I was in my teens by the time I mustered the patience and the interest to listen properly and what struck me then, as it strikes me now, was the sheer speed with which things can change. Only two days ago, the shuttered wayside cafes would have been open. I could have sat down with a big fat cappuccino with spoonable sprinkles on top, and maybe even a croissant or two. But now, locked down, there’s nothing. How long will this coffee-less purdah last? Will I ever hear that gorgeous, anticipatory hiss of steam foaming the jug of cold milk again?

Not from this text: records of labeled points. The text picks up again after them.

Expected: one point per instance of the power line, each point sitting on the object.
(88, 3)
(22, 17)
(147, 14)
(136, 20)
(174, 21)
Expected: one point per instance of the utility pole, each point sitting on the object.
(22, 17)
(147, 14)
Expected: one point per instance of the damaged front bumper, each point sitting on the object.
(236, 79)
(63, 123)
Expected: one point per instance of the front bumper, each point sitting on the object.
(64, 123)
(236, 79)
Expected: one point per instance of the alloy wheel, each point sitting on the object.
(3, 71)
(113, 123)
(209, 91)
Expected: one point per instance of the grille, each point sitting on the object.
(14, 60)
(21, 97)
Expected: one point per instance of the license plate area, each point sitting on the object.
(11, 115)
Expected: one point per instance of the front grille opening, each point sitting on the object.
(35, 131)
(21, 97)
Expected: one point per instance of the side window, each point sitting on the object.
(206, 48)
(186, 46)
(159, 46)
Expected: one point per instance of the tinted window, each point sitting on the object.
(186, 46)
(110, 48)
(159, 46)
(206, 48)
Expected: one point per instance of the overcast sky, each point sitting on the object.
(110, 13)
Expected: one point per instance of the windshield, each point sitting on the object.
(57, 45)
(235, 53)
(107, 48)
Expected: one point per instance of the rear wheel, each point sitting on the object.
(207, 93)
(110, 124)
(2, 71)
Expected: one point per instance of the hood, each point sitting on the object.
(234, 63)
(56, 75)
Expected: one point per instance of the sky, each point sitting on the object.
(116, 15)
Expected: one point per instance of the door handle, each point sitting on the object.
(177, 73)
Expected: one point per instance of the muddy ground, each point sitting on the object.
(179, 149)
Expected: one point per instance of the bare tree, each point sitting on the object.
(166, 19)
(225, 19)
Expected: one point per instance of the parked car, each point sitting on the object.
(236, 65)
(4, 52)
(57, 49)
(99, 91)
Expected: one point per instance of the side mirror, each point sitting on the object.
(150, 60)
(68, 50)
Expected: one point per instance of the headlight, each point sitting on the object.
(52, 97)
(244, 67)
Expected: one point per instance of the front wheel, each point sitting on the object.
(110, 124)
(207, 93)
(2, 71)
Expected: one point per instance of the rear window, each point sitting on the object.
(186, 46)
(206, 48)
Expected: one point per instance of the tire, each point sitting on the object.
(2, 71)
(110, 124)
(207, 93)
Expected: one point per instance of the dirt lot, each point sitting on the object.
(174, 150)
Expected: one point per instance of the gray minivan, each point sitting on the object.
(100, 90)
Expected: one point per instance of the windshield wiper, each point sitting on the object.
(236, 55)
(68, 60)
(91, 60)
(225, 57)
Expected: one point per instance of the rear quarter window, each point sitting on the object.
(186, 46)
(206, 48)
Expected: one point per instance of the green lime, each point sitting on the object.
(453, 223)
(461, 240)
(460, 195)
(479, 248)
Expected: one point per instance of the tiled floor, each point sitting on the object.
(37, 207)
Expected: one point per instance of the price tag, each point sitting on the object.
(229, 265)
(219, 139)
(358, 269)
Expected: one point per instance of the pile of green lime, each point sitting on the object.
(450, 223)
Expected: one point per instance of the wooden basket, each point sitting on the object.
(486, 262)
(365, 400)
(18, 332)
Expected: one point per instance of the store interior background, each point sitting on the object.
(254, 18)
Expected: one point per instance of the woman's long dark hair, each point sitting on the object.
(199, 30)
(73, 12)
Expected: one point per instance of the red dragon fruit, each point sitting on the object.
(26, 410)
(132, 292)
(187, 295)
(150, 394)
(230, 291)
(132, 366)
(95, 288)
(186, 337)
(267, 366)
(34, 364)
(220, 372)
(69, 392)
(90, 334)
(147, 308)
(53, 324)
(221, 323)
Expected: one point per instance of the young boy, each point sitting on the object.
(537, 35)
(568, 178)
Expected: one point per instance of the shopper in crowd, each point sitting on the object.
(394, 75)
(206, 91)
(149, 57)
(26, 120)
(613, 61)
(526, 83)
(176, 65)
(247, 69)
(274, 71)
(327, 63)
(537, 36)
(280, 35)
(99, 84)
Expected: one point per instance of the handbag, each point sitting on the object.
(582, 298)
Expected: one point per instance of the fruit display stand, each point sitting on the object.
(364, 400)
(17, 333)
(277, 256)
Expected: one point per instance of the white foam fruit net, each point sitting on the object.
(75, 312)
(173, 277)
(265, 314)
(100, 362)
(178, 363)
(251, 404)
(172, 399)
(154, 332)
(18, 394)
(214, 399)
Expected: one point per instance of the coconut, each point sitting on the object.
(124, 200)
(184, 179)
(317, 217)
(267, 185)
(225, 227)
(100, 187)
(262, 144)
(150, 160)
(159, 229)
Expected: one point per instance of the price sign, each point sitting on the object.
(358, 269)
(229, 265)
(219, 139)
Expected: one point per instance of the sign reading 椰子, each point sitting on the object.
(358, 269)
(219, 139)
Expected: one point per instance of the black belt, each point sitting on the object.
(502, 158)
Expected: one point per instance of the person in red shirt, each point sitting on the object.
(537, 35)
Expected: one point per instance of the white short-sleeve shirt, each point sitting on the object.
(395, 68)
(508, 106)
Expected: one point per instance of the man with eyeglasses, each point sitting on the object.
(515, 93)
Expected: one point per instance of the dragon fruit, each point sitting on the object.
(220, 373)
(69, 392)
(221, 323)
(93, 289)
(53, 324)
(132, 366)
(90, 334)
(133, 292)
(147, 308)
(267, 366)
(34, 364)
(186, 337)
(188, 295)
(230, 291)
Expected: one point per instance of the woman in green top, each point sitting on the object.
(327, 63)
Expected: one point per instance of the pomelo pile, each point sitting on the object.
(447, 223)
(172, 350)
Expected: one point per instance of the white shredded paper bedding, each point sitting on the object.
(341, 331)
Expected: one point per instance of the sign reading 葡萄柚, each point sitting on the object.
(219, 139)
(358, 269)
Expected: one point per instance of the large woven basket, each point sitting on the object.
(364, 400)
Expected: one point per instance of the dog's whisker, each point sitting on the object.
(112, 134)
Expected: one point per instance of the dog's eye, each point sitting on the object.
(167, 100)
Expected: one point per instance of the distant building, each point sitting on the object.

Idling in the middle of the latest village, waiting for the postman to cross the road, I think of my grandmère once more. Given the circumstances – milling hordes of refugees, broken-down cars, wailing kids – she would have killed for this solitude, this peace, this blissful absence of other people. But the shock of her own vulnerability she would have recognized only too well.
The virus, thank God, isn’t delivered by squadrons of wailing Stukas, but its sheer invisibility – death by stealth, death thanks to someone else’s sneeze, death after days and nights of slowly drowning in your own secretions – is in some respects more terrifying. Boris Johnson is doubtless doing his best to play Churchill in this crisis but it’s beginning to dawn on me that this virus, Dave’s virus, has no respect for bombast and fancy rhetoric.
Deep in my reverie, the lone driver in an otherwise empty village, the knock on my window comes as a surprise. The face staring down at me is oldish, female, and darkened by something I can only describe as rage. She’s wearing a slash of lipstick, the brightest red, and one thin hand is trying to steady her hat in the lively wind.
The moment I lower the window, she steps back and turns slightly away. This village isn’t big. I’m definitely an intruder and it’s probably wise not to inquire about the off-chance of a coffee.
‘Well?’ she says.
‘Well what?’
‘Some kind of explanation? Don’t you think that’s the least you owe us?’
‘An explanation for what?’
‘For being here. When you shouldn’t. Don’t you listen to the wireless? To the television? Haven’t you read the papers? Or don’t these rules apply to you, young lady?’
Young lady? This conversation, I think, at last shows signs of promise. Wrong. My new friend wants to know where I’m going, where I’ve come from.